Was sind Herdenschutzhunde?

Herdenschutzhunde werden traditionell zum Schutz einer Nutztierherde eingesetzt. Sie bewegen sich dabei frei und eigenständig innerhalb ihrer Herde und haben ständig ein wachsames Auge auf alle möglichen Gefahrenquellen.

Im Gegensatz zu den meist eher kleineren und wendigeren Hütehunden (z.B. Border Collie), sind Herdenschutzhunde von großer und kräftiger Statur, um mögliche Angriffe von Raubtieren erfolgreich abwehren zu können. Die Herdenschutzhunde sind robuste und widerstandsfähige Tiere, die mit dem Leben im Herdenverbund bei Wind und Wetter gut zurecht kommen. Anders als der typische Hütehund, dessen Stärke es ist, die Befehle seines Menschen präzise auszuführen, sind Herdenschutzhunde eher eigenständige Hunde, die Gefahren selbstständig einschätzen und Entscheidungen treffen müssen.

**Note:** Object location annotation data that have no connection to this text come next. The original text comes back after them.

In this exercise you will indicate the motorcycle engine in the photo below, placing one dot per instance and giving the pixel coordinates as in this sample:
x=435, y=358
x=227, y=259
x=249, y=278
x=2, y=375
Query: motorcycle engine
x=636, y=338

Wie arbeiten Herdenschutzhunde?

Nutztiere können für große Beutegreifer ein attraktives Beuteziel sein. Ein Schutzhund, der seine Schafe bewacht, stellt allerdings für den potentiellen Räuber ein vielfach erhöhtes Risiko dar, um das die meisten Wildtiere grundsätzlich einen großen Bogen machen. Die Herdenschutzhunde zeigen nicht nur durch lautes Bellen ihre Präsenz, sondern setzen auch durch ihr Markierverhalten klare Botschaften an Eindringlinge.

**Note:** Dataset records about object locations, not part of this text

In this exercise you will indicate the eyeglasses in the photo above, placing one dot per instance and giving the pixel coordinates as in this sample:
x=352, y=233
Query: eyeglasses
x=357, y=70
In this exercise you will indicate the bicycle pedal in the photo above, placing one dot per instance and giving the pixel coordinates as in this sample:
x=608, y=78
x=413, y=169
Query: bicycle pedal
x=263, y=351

Erkennen die Herdenschutzhunde eine sich nähernde potentielle Gefahrenquelle, melden sie dies zunächst durch lautes Bellen und kommen rasch angelaufen. Der Fuchs, Hund, Wanderer oder Mountainbiker wird genau beschnuppert, verbellt und bis auf einen ausreichenden Sicherheitsabstand aus der Herde hinausbegleitet.